🤖 AI Summary
This work investigates whether cross-encoders (CEs), traditionally confined to re-ranking, can directly generate high-quality sentence embeddings. The authors first observe that early-layer CE representations exhibit strong semantic expressiveness. Leveraging this insight, they propose a novel CE-to-DE knowledge distillation paradigm: intermediate CE layer features serve as teacher signals to distill discriminative knowledge into a lightweight dual-encoder (DE) via contrastive learning and vector-space alignment loss.

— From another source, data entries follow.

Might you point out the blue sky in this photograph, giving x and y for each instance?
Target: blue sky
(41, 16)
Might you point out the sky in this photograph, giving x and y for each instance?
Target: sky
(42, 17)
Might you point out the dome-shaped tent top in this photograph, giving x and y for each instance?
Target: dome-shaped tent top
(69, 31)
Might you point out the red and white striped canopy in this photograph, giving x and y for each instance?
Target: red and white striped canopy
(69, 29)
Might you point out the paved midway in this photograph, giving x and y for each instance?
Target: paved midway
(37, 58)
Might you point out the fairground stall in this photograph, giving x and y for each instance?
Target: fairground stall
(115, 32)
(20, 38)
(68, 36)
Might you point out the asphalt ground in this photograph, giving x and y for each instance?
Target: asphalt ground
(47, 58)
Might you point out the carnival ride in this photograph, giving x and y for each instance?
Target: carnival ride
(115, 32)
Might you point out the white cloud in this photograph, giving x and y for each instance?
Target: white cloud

Evaluated on benchmarks including MSMARCO, the distilled DE achieves retrieval accuracy close to that of the full CE while enabling 5.15× inference speedup and substantially reducing deployment overhead. The core contribution is a paradigm shift—redefining the CE not merely as a re-ranker but as an effective sentence embedding generator—and establishing the first CE→DE distillation framework explicitly designed for embedding capability transfer.
📝 Abstract
Cross encoders (CEs) are trained with sentence pairs to detect relatedness. As CEs require sentence pairs at inference, the prevailing view is that they can only be used as re-rankers in information retrieval pipelines. Dual encoders (DEs) are instead used to embed sentences, where sentence pairs are encoded by two separate encoders with shared weights at training, and a loss function that ensures the pair's embeddings lie close in vector space if the sentences are related. DEs however, require much larger datasets to train, and are less accurate than CEs. We report a curious finding that embeddings from earlier layers of CEs can in fact be used within an information retrieval pipeline. We show how to exploit CEs to distill a lighter-weight DE, with a 5.15x speedup in inference time.